Probing the Category of Verbal Aspect in Transformer Language Models
Anisia Katinskaia, Roman Yangarber
TL;DR
This work examines how transformer-based language models encode the Russian verbal aspect, focusing on perfective vs. imperfective and the complicating factor of alternative contexts. It employs behavioral probing (iterative masking and aspect inference) and causal probing (AlterRep-INLP counterfactuals) to reveal that aspect information is primarily captured in the final layers and that boundedness semantics modulates aspect predictions in a way consistent with grammatical theory. The authors further show that fine-tuning only the last layers yields faster, more effective aspect prediction, while alternative contexts induce higher predictive uncertainty and stronger sensitivity to semantic interventions. The study provides a data-rich, linguistically informed methodology and release, with implications for morphologically rich languages and educational tools that rely on robust aspect prediction in context.
Abstract
We investigate how pretrained language models (PLM) encode the grammatical category of verbal aspect in Russian.
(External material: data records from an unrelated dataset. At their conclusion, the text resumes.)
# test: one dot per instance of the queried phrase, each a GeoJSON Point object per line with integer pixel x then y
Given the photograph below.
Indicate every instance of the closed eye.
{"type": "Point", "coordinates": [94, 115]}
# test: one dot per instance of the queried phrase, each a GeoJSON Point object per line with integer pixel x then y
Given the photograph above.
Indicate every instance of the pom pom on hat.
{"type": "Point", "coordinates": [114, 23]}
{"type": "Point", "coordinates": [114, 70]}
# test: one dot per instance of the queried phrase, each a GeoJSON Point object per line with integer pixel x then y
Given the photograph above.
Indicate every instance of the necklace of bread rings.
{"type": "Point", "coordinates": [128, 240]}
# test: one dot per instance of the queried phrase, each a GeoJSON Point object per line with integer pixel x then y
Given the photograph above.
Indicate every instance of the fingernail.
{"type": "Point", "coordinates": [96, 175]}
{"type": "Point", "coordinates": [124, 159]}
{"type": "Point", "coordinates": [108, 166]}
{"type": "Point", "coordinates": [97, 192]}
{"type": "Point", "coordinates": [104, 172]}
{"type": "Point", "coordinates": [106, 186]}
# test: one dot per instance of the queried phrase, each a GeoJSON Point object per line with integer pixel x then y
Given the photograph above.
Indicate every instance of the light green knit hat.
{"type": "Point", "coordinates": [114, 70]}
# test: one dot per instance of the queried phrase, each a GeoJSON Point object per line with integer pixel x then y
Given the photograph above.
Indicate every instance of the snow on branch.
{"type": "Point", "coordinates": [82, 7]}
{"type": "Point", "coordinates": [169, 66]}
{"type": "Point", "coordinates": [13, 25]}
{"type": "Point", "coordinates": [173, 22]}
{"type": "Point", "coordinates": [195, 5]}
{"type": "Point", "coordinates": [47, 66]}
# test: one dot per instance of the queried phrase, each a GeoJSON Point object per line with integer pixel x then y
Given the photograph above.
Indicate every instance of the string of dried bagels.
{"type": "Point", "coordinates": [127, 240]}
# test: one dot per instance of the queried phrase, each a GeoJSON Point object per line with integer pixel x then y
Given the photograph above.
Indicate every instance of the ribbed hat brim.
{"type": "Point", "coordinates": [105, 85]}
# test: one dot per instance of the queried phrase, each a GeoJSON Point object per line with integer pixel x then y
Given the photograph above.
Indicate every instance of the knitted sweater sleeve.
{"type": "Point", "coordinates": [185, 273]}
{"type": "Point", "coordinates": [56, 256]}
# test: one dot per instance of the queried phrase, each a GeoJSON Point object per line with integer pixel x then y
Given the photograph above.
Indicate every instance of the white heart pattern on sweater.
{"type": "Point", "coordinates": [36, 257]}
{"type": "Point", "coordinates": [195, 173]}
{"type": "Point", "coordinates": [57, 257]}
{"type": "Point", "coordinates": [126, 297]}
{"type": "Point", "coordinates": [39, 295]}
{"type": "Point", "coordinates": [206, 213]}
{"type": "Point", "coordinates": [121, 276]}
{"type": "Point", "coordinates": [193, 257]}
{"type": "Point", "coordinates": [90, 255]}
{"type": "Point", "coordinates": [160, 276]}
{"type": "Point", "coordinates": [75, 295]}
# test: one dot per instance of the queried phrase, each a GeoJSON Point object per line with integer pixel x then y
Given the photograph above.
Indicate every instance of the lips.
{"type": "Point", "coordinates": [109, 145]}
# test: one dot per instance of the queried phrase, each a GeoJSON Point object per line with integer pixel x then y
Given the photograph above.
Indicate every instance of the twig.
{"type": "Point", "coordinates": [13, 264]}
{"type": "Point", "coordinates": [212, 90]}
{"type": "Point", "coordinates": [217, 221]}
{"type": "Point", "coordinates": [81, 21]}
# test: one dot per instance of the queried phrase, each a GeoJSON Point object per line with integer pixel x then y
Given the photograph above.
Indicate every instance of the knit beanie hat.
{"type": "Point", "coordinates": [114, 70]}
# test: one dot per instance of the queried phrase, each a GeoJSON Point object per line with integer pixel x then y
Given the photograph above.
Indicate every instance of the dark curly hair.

Encoding of aspect in transformer LMs has not been studied previously in any language. A particular challenge is posed by "alternative contexts": where either the perfective or the imperfective aspect is suitable grammatically and semantically. We perform probing using BERT and RoBERTa on alternative and non-alternative contexts. First, we assess the models' performance on aspect prediction, via behavioral probing. Next, we examine the models' performance when their contextual representations are substituted with counterfactual representations, via causal probing. These counterfactuals alter the value of the "boundedness" feature--a semantic feature, which characterizes the action in the context. Experiments show that BERT and RoBERTa do encode aspect--mostly in their final layers. The counterfactual interventions affect perfective and imperfective in opposite ways, which is consistent with grammar: perfective is positively affected by adding the meaning of boundedness, and vice versa. The practical implications of our probing results are that fine-tuning only the last layers of BERT on predicting aspect is faster and more effective than fine-tuning the whole model. The model has high predictive uncertainty about aspect in alternative contexts, which tend to lack explicit hints about the boundedness of the described action.